The Experimental Findings

Results and flow physics from tandem flipper propulsion experiments.

Results

Data from simulations show that the thrust of the hind flippers can be up to twice as much as a single flipper. This performance augmentation depends on the phase and spacing between the flippers.

Simulation result figure 1
Simulation result figure 2

Experimental data at a spacing of three chord lengths show thrust increases of around 40%, which is understandably lower than the simulations due to three-dimensional and higher Reynolds number effects. Comparable increases in efficiency are also observed.

Forget the Matrix: Meet the Vortex

A vortex is a region of rotating fluid. Picture water going down a plug hole and you are seeing a vortex in operation. Flapping wings create alternating vortices, which produces thrust. A second wing behind the first wing is able to extract energy from vortices produced by the first wing, and can create thrust more efficiently than a single wing. This increase in efficiency may have given plesiosaurs an evolutionary advantage.

Vortex illustration 1
Vortex illustration 2

Flow visualisation reveals that the hind flipper has high performance (high thrust and efficiency) when it weaves between the vortices shed from the fore flipper.

High performance flow visualisation
High performance: hind flipper weaves between vortices

Low performance is observed when the hind flipper intercepts these vortices.
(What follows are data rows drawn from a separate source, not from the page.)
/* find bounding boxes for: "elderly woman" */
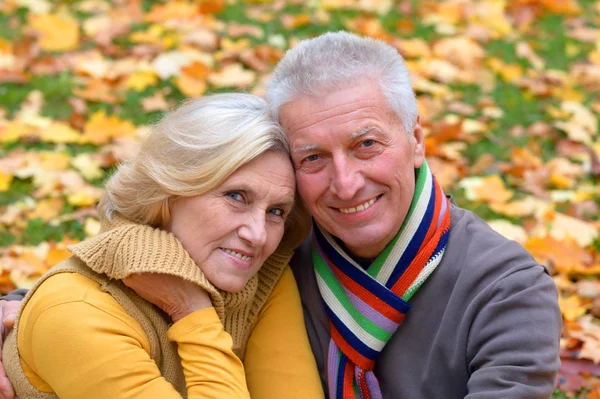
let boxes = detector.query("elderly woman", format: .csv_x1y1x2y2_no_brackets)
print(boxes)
2,94,323,399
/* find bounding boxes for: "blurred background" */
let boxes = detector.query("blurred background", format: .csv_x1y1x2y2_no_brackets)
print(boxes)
0,0,600,399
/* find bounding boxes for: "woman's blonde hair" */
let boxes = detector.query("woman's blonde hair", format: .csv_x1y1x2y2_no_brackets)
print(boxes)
99,93,310,249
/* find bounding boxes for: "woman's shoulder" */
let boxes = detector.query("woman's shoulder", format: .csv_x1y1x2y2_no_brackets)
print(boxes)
19,272,145,346
25,272,116,312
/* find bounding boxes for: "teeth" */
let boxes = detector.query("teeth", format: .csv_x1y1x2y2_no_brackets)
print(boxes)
339,198,376,213
223,248,252,260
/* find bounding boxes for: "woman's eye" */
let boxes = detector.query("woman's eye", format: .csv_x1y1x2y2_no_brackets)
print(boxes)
227,191,244,201
361,140,375,147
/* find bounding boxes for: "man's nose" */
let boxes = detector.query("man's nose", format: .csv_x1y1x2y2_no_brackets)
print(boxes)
331,156,365,201
238,212,267,248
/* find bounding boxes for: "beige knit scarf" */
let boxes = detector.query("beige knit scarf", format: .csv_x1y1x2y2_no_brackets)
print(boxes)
2,216,293,399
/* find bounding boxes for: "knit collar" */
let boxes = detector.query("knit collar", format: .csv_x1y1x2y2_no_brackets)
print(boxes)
68,215,293,322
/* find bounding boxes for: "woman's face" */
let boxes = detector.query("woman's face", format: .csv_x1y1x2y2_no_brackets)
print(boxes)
167,151,295,292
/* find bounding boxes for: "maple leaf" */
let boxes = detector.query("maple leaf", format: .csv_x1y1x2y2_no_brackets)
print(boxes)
459,175,514,203
39,122,81,144
29,14,79,51
558,295,589,324
81,111,135,145
0,170,14,192
523,236,592,273
487,219,527,244
208,63,256,89
126,71,158,91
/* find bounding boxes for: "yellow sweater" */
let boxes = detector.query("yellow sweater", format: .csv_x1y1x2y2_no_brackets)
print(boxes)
7,219,323,399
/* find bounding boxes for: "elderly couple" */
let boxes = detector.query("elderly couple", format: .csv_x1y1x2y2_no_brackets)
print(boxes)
1,32,561,399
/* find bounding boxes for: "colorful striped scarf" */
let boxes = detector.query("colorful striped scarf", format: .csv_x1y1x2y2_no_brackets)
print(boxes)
312,163,450,399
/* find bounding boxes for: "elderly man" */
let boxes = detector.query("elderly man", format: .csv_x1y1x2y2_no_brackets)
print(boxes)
3,32,561,399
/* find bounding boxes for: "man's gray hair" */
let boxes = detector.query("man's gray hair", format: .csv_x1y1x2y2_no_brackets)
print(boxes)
267,31,418,135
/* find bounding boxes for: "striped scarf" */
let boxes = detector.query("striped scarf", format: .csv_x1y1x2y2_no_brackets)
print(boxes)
312,163,450,399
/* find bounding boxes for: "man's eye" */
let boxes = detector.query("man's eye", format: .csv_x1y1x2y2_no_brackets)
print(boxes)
269,208,283,216
362,140,375,147
227,191,244,201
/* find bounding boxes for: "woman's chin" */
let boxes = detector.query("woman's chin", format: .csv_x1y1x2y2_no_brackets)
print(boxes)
209,279,249,294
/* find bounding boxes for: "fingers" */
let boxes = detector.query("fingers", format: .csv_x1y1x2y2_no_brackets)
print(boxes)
0,376,18,399
2,313,17,330
0,301,21,332
0,350,14,399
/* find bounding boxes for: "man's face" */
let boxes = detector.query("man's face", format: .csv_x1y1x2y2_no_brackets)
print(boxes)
280,80,425,258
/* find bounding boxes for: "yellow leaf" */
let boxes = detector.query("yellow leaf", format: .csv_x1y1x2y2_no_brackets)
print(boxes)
208,64,256,89
0,170,13,192
523,237,592,273
39,151,71,170
46,248,73,267
40,122,81,144
487,219,527,244
558,295,589,321
550,212,599,247
82,111,135,145
29,14,79,51
71,154,104,180
67,191,99,207
487,57,523,83
83,218,100,237
126,71,158,91
29,198,65,222
175,73,206,97
0,121,31,143
394,38,431,58
460,175,514,203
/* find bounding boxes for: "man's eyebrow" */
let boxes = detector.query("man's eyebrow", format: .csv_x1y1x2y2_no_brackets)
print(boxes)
292,144,319,156
350,126,383,140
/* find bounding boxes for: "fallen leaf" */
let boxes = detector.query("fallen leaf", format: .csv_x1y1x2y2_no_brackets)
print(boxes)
81,111,135,145
208,63,256,89
29,14,79,51
0,171,14,192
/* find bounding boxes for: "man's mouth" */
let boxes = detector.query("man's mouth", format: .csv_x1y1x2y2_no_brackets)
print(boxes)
337,197,379,213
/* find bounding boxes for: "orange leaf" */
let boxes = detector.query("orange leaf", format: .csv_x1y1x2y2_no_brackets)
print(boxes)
175,73,206,97
524,237,592,273
29,14,79,51
475,175,514,203
558,295,590,321
82,111,135,145
46,248,73,267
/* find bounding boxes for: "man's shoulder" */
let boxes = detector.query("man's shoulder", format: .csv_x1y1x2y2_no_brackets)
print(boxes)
444,206,543,282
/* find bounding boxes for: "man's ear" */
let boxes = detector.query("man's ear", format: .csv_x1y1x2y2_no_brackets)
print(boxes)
413,115,425,169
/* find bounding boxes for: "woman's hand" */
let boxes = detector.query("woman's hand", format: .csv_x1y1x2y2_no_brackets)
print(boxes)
0,301,21,399
123,273,212,323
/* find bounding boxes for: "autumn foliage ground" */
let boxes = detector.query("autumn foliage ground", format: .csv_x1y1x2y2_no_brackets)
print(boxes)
0,0,600,399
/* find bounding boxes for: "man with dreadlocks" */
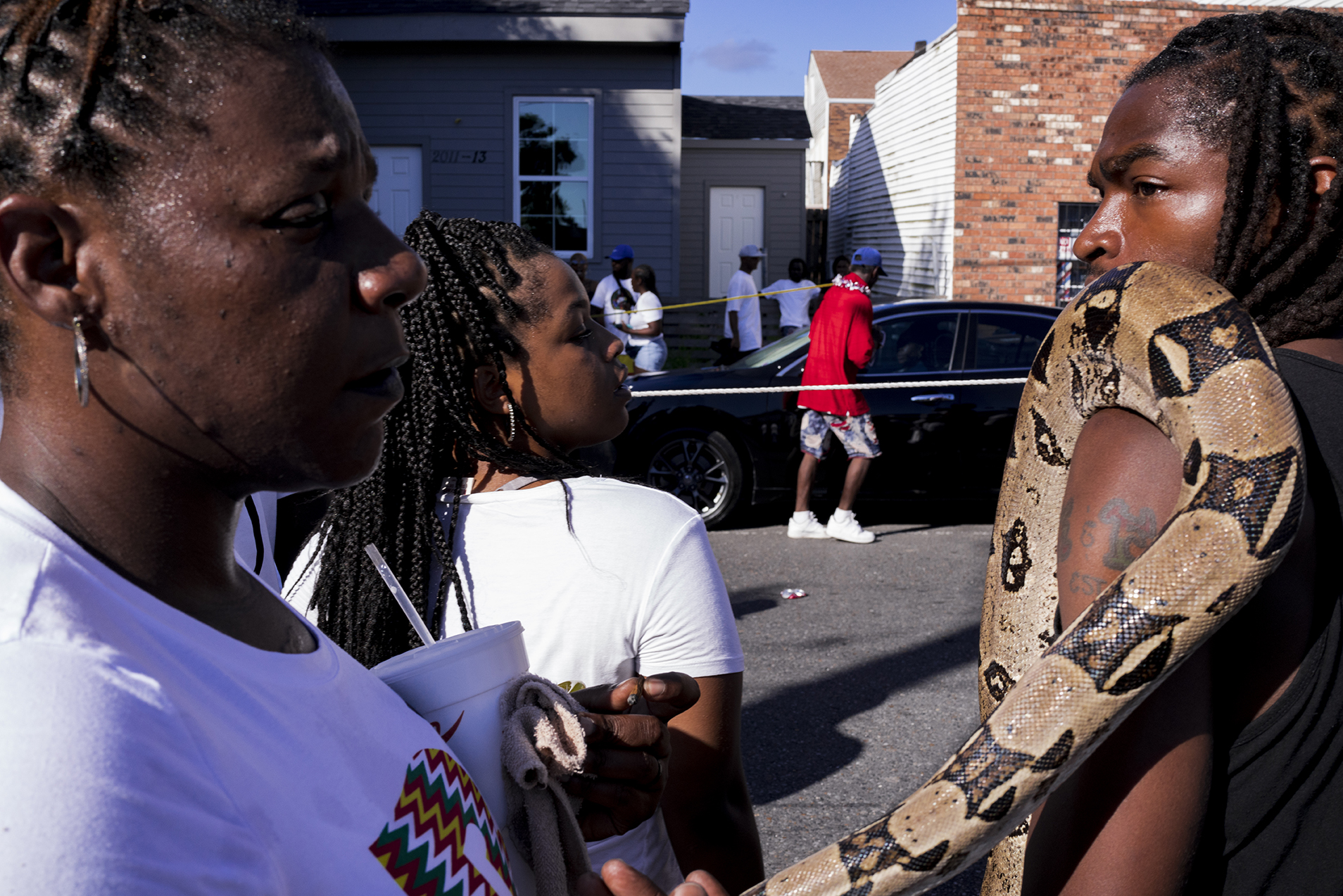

Low performance flow visualisation
Low performance: hind flipper intercepts vortices

Research Summary

To summarise, the four-flipper system of plesiosaurs enabled substantially higher thrust and efficiency, giving a potential evolutionary advantage. This research provides the first quantitative data on the hydrodynamics of plesiosaurs, advances understanding of fundamental foil–wake interaction mechanisms, and supports the design and development of underwater vehicles and energy extraction systems that use tandem flapping foils.